There was a moment during the 11th annual Davidson County Sports Hall of Fame induction ceremony Saturday night when it occurred to me just how important this event truly is for our community.
It might have happened during keynote speaker Rev. Dr. Lee Jessup's introductory remarks. He briefly told us of a story from his childhood, about when he would regularly have a pitch-and-catch with his father back in the day while growing up in Hickory.
I almost always expect to get a laugh from one of Jessup's parables, so my anticipation level usually runs high when he's speaking. He's probably one of the best story tellers in the county, so I usually can't wait to hear what he says next. But when he said his dad "was my Hall of Famer," I nearly started bawling into my plate of scalloped potatoes. It was Field of Dreams come to life, right here in the J. Smith Young YMCA.

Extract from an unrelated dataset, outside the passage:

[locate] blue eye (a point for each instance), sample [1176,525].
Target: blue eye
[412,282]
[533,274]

The point being, of course, that nearly all of us are impacted, in some way, by someone who has done or said something remarkable, big or small, that adds meaning to our lives. Real Hall of Famers, then, can actually be you and me. And sometimes we are, to somebody.
So the tone was set.
Which is why most of us smiled a teary-eyed smile when Peggy Sink Black, a girls' basketball star for Pilot School back in the early 1950s, said she wishes she could still shoot baskets as she put up an imaginary right-handed jumper from the dais. Literally, it was an air ball — but you know this one swished.

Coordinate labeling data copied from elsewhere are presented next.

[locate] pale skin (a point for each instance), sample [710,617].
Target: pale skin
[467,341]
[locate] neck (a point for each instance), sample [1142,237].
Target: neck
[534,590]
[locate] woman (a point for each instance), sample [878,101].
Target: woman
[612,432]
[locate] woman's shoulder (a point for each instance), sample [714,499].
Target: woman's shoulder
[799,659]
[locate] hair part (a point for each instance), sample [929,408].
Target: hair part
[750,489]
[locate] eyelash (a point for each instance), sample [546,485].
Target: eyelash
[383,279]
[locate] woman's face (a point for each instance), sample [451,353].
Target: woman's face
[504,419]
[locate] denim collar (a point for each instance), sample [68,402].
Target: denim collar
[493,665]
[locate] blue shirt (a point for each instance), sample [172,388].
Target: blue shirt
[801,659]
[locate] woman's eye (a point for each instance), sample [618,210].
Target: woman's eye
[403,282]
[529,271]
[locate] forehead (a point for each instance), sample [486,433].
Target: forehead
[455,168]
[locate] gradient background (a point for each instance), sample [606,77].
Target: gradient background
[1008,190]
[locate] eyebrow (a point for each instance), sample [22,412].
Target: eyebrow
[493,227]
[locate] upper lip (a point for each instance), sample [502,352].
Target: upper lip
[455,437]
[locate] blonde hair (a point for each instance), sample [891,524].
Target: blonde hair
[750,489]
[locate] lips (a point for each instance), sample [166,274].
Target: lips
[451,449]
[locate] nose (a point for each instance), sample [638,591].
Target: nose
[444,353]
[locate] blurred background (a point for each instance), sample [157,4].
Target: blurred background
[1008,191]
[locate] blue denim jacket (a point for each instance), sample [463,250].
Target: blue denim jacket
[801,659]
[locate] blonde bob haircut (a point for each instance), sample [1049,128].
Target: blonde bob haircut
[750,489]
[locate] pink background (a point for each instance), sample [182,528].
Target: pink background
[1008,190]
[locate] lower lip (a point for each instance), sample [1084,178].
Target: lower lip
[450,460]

Or why Bowman Gray Stadium NASCAR legend Ralph Brinkley, now in his 70s, became so emotional, bringing both hands up to cover his mouth while searching for words. He gave much credit to his pit crew and their families for the success he enjoyed while racing to 64 victories.

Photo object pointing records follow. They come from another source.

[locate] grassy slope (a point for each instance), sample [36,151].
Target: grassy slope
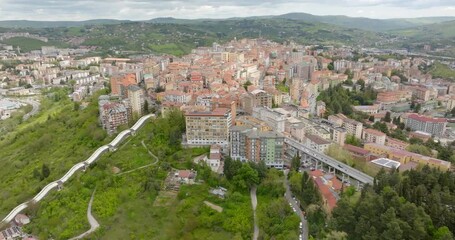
[438,33]
[179,38]
[123,204]
[64,138]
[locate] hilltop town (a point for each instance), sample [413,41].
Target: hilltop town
[337,115]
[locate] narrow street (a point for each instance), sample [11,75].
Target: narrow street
[93,223]
[296,206]
[254,203]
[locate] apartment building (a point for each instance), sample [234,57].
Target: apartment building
[369,109]
[274,119]
[256,98]
[434,126]
[120,82]
[373,136]
[352,126]
[207,128]
[137,100]
[250,144]
[405,157]
[338,135]
[113,114]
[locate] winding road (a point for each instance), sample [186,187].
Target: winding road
[145,166]
[93,223]
[34,111]
[254,203]
[295,205]
[112,146]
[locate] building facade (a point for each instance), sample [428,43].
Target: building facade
[249,144]
[207,128]
[137,100]
[374,136]
[434,126]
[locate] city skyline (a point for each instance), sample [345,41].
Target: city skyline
[77,10]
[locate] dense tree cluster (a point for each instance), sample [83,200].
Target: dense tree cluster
[310,199]
[341,100]
[413,205]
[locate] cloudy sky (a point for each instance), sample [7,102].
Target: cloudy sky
[74,10]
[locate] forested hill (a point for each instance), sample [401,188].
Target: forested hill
[412,205]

North Davidson softball coach Mike Lambros, usually emotional in an animated way, also had a little trouble getting the words to flow. He told the audience of more than 200 that being inducted into this Hall completed his bucket list wish. Imagine that. And he's still actively coaching the Knights.
Mandy McKinney, who helped West Davidson's girls capture a 2-A state basketball title in 1985-86, was nervous about speaking to the large crowd, but she did well, thanking her parents and her teammates for their support during her career.
Bruce Mills, an All-ACC defensive end for Duke after a stellar career for coach George Cushwa at Thomasville, also thanked his family. Given that football put him through 14 knee and leg operations in his lifetime, that in itself should be enough to put him in somebody's Hall of Fame.
Then there was Mattie Terry, the mother of Lexington basketball star Carlos Terry, who was killed in a car accident in 1989. Mrs. Terry noted, through her tears, that Carlos has been inducted into several halls of fame recently. "He has received many awards the last three years. However, with Lexington being his home, this is special. This is very, very special.”
I've been on the Hall's board of directors for about four years and covered several of the other banquets for The Dispatch before that. Each one has had its profoundly heart-tugging moments, but somehow, this year reached a pinnacle. The event is more streamlined now. From social mingling to dismissal took less than 2 1/2 hours.
But it was a meaningful 2 1/2 hours, perhaps in ways we can't yet comprehend.